Happy Love, Happy Holly Days, and may you be filled and surrounded by love for all of your days.


December 29, 2013

Today is Courage

In this 3rd trinity, which is not really attached to any traditional holiday, we have used Truth Love and Courage, as these constitute the totality of my belief system.

Courage may be a little idiosyncratic to my personality, as some folks are already pretty brazen, and might do better to believe in Beauty, Peace or Humility, but for myself and most folk I know, fear holds us back from achieving and being what we wish for.

When I was in High School my two best friends, Topher, Doug and I took a trip to Mexico together. An older boy, Gumpert, who was a bit of a mentor to us, had invited us on a SCUBA diving trip to Baja. He had a big 4×4 truck with a camper and a huge PTO winch that we all believed could go anywhere.

At the last minute, a family crisis caused him to cancel, but he generously offered us the use of his truck and gear. We were all still really just little boys, raised in harmonious and comfortable middle class families who had never really faced any adversity who had had our drivers’ licenses for less than a year, but we were packed and ready to go, so we took off together for Punta Banda, just south of Ensenada.

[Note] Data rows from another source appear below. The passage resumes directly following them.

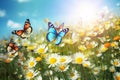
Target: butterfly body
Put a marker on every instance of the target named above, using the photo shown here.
(25, 32)
(54, 35)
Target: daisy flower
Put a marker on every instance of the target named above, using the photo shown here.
(74, 75)
(48, 73)
(78, 58)
(82, 48)
(25, 42)
(86, 64)
(52, 60)
(65, 59)
(112, 69)
(115, 62)
(31, 62)
(117, 76)
(42, 48)
(62, 67)
(30, 74)
(96, 70)
(115, 45)
(31, 47)
(104, 67)
(38, 77)
(38, 59)
(103, 48)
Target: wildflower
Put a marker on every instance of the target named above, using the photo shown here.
(64, 59)
(42, 49)
(107, 45)
(73, 75)
(96, 70)
(52, 60)
(86, 64)
(62, 67)
(31, 62)
(112, 69)
(117, 76)
(115, 62)
(78, 58)
(30, 74)
(82, 48)
(116, 38)
(38, 59)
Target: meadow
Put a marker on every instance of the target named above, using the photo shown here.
(84, 54)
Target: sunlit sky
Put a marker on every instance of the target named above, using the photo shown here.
(14, 12)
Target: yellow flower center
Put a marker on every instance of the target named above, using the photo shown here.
(25, 44)
(113, 44)
(62, 67)
(29, 74)
(53, 60)
(62, 59)
(41, 50)
(85, 65)
(82, 48)
(104, 49)
(117, 77)
(116, 63)
(31, 47)
(79, 60)
(38, 59)
(72, 74)
(32, 63)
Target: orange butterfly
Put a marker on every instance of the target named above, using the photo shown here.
(25, 32)
(12, 48)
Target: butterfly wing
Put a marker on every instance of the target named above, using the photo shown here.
(52, 33)
(61, 35)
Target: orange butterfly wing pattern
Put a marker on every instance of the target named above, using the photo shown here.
(27, 30)
(12, 48)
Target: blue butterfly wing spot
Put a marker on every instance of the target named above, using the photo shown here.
(61, 35)
(51, 36)
(58, 40)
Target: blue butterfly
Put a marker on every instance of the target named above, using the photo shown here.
(54, 35)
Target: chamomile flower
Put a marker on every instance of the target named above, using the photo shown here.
(31, 62)
(96, 70)
(82, 48)
(31, 47)
(104, 67)
(38, 59)
(62, 67)
(117, 76)
(25, 42)
(52, 60)
(74, 75)
(65, 59)
(30, 74)
(78, 58)
(42, 48)
(38, 77)
(115, 62)
(114, 45)
(86, 64)
(103, 48)
(48, 73)
(112, 69)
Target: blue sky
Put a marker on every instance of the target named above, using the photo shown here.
(14, 12)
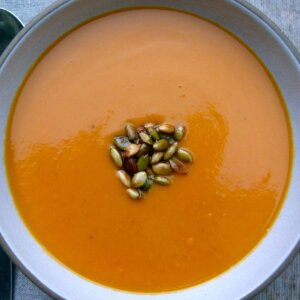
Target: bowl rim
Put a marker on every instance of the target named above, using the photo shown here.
(266, 21)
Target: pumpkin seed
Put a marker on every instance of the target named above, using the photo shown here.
(130, 166)
(166, 128)
(179, 133)
(178, 166)
(146, 138)
(149, 125)
(162, 169)
(139, 179)
(124, 177)
(157, 157)
(149, 172)
(162, 180)
(141, 129)
(167, 137)
(116, 156)
(161, 145)
(131, 132)
(153, 133)
(142, 162)
(171, 151)
(184, 155)
(122, 142)
(132, 150)
(145, 149)
(147, 185)
(134, 194)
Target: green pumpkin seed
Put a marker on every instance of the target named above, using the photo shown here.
(185, 155)
(149, 172)
(153, 133)
(130, 166)
(145, 149)
(162, 180)
(132, 150)
(149, 125)
(122, 142)
(178, 166)
(134, 194)
(146, 138)
(179, 133)
(124, 177)
(116, 156)
(162, 169)
(166, 128)
(139, 179)
(142, 162)
(147, 185)
(157, 157)
(131, 132)
(167, 137)
(171, 151)
(161, 145)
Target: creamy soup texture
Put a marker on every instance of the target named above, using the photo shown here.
(142, 66)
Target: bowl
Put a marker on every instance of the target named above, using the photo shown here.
(279, 57)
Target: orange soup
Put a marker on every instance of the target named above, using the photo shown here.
(148, 65)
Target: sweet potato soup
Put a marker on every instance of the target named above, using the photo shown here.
(148, 65)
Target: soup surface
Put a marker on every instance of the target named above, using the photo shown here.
(142, 66)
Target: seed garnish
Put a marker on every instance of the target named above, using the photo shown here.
(148, 154)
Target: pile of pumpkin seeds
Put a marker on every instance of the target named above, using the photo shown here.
(149, 154)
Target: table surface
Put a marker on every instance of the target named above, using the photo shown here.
(286, 15)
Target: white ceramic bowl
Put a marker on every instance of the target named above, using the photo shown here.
(278, 56)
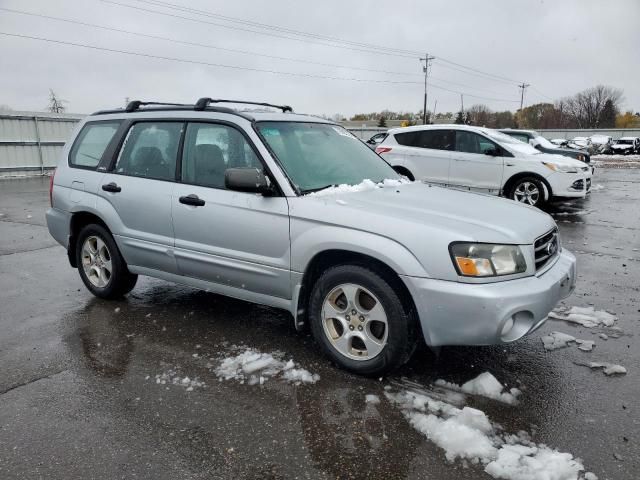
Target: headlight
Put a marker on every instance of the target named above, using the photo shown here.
(560, 168)
(487, 259)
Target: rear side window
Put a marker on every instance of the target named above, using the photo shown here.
(209, 149)
(91, 143)
(150, 150)
(433, 139)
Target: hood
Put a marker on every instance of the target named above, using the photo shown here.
(422, 218)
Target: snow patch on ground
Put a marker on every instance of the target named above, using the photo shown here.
(360, 187)
(469, 435)
(608, 368)
(172, 377)
(588, 317)
(255, 367)
(485, 385)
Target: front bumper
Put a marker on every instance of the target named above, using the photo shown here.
(570, 184)
(453, 313)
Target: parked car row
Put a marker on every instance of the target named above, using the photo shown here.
(484, 160)
(294, 212)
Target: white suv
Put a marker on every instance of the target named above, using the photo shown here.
(483, 160)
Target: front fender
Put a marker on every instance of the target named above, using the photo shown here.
(307, 241)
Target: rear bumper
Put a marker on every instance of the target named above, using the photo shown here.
(59, 224)
(453, 313)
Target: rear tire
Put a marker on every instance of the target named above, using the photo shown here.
(528, 190)
(359, 320)
(100, 264)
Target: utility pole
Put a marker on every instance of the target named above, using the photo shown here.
(427, 65)
(522, 86)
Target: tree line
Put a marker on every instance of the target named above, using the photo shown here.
(596, 107)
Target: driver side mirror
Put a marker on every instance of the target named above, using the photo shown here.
(249, 180)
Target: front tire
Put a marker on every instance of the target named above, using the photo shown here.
(100, 264)
(359, 320)
(528, 190)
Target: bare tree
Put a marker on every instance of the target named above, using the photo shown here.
(587, 106)
(56, 105)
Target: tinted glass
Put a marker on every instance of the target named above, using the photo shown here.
(315, 155)
(434, 139)
(91, 143)
(209, 149)
(150, 150)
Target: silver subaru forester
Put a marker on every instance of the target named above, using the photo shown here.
(294, 212)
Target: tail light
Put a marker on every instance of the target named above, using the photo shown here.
(380, 150)
(53, 175)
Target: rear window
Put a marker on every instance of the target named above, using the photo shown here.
(434, 139)
(91, 143)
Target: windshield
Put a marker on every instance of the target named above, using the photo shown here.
(318, 155)
(544, 142)
(511, 142)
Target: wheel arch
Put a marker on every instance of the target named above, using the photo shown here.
(79, 220)
(402, 170)
(509, 183)
(325, 259)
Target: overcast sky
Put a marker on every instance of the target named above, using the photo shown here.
(559, 47)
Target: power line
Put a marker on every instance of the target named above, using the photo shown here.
(235, 67)
(357, 46)
(196, 44)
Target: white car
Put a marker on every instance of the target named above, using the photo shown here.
(483, 160)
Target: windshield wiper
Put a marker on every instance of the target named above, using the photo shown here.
(311, 190)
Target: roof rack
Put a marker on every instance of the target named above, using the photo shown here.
(134, 105)
(204, 102)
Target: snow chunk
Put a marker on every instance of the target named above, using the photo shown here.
(586, 316)
(609, 368)
(372, 399)
(556, 340)
(468, 434)
(257, 367)
(360, 187)
(485, 385)
(172, 377)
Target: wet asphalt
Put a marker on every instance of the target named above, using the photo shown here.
(76, 403)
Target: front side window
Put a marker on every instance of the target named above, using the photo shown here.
(93, 140)
(209, 149)
(150, 150)
(470, 142)
(318, 155)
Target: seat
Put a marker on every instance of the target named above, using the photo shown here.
(149, 162)
(209, 165)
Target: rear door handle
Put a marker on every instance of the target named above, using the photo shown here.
(111, 187)
(192, 200)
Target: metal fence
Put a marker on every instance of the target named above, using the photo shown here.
(31, 143)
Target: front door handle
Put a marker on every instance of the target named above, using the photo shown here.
(111, 187)
(192, 200)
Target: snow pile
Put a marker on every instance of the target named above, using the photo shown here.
(360, 187)
(171, 377)
(556, 340)
(372, 399)
(585, 316)
(256, 367)
(485, 385)
(609, 368)
(469, 435)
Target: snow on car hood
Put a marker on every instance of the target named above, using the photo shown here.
(422, 218)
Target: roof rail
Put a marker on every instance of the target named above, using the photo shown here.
(204, 102)
(134, 105)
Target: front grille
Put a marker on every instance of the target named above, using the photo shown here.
(546, 248)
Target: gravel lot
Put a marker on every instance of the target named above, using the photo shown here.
(131, 389)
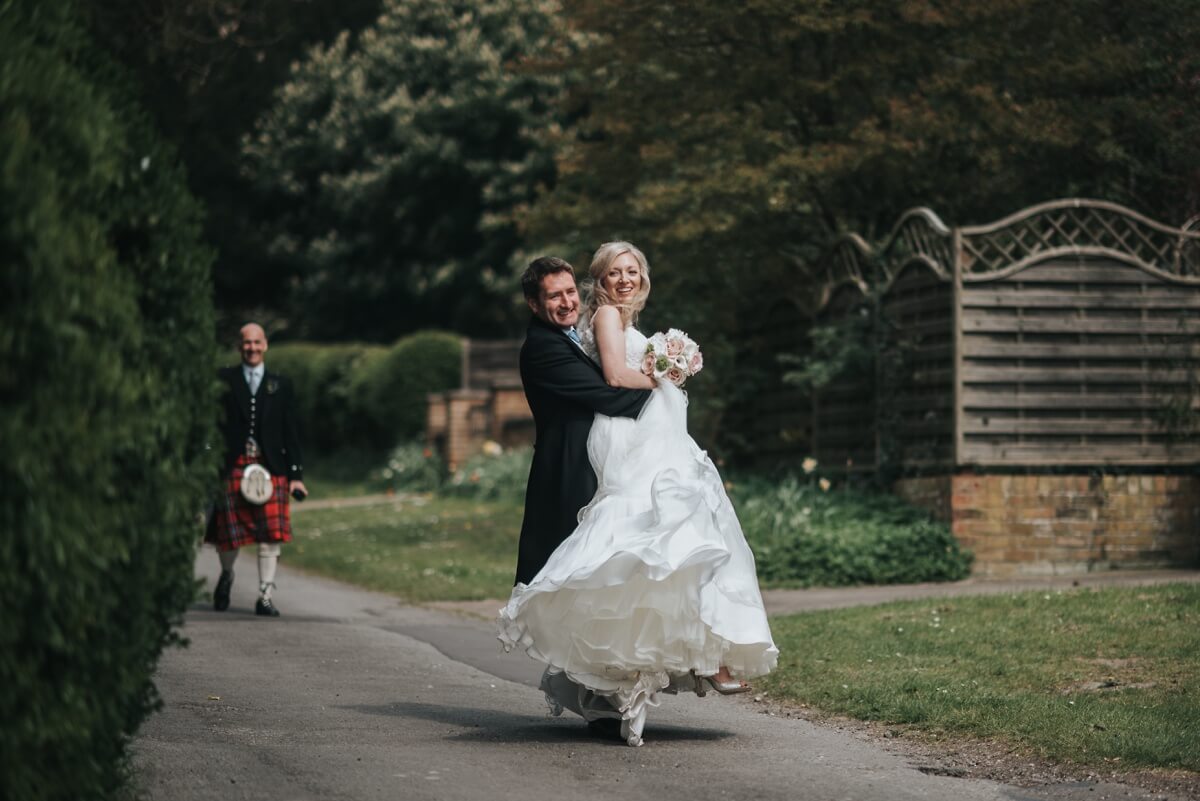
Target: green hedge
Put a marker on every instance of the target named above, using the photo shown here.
(367, 397)
(803, 535)
(106, 402)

Heading out a dirt road, and asking the locals ‘donde esta la playa’ we got the words ‘derecha’ and ‘derecho’ (one meaning right and the other straight) confused, and turned off onto a tiny road heading across a large mudflat. As the road got softer and softer, we got scared and decided to turn around, but the minute we turned off the little track, we instantly sank up to our axels in the mud. With the huge tires spinning and nothing to attach our winch to, we were hopelessly stuck, and all the digging and pushing we did was useless.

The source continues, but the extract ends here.